La Fleur d’OrAlphonse Lemerre, éditeurvol. 3 (p. 48-49).


À Lucy


Lucy, depuis un temps, lors même qu’on te loue,
Une rougeur soudaine éclate sur ta joue,
Ta voix hésite et tremble, et tes regards troublés
S’éteignent à travers tes cils longs et mouillés :
Quand ton âme est sans tache, oh ! pourquoi cette honte,
Et sur ton front si blanc cette rougeur qui monte ?

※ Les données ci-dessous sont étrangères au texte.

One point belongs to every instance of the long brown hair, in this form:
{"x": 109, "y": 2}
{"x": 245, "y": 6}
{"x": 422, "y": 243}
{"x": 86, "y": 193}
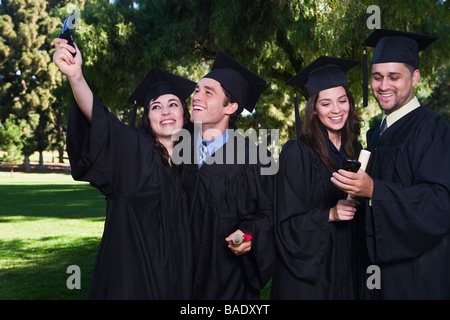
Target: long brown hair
{"x": 312, "y": 132}
{"x": 144, "y": 123}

Enfant, ah ! pauvre enfant en proie au ver rongeur !
Cette hydre dévorante et qu’on nomme rougeur.
Je la connais ! Deux ans, jeune et l’ame encor pure.
Grandissant comme toi, j’ai senti sa morsure,
Et son souffle de feu, vif et subtil poison,
Courir par tous mes sens et troubler ma raison.

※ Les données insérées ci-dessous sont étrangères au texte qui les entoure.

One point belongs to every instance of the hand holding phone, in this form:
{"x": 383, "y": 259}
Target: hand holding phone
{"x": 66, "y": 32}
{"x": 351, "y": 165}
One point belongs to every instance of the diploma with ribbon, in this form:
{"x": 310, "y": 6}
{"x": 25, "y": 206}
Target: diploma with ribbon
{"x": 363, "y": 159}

N’est-ce pas ? Dans le cœur c’est comme une hydre affreuse,
Qui sans cesse y retord ses anneaux et le creuse,
Et jamais ne sommeille, et cherche à s’élancer
Dès qu’un œil attentif sur vous vient se fixer ;
La flamme de son corps vous consume au passage,
Elle sort par vos yeux, luit sur votre visage,
L’air manque, tous vos sens sont domptés à la fois,
Et vous restez sans pouls, sans regards et sans voix !…
Ô tourment de l’enfer, honte, éternel supplice

Qui marque la vertu de la couleur du vice,
À la tendre innocence ôte son doux repos,
Et son rire si frais, et tous ses gais propos !…
Prends courage pourtant, ô blonde enfant qu’on aime.
Lasse de sa victime, un jour et d’elle-même
La rougeur s’en ira ; mais alors dans ton cœur
Avec son trouble aimable entrera la pudeur.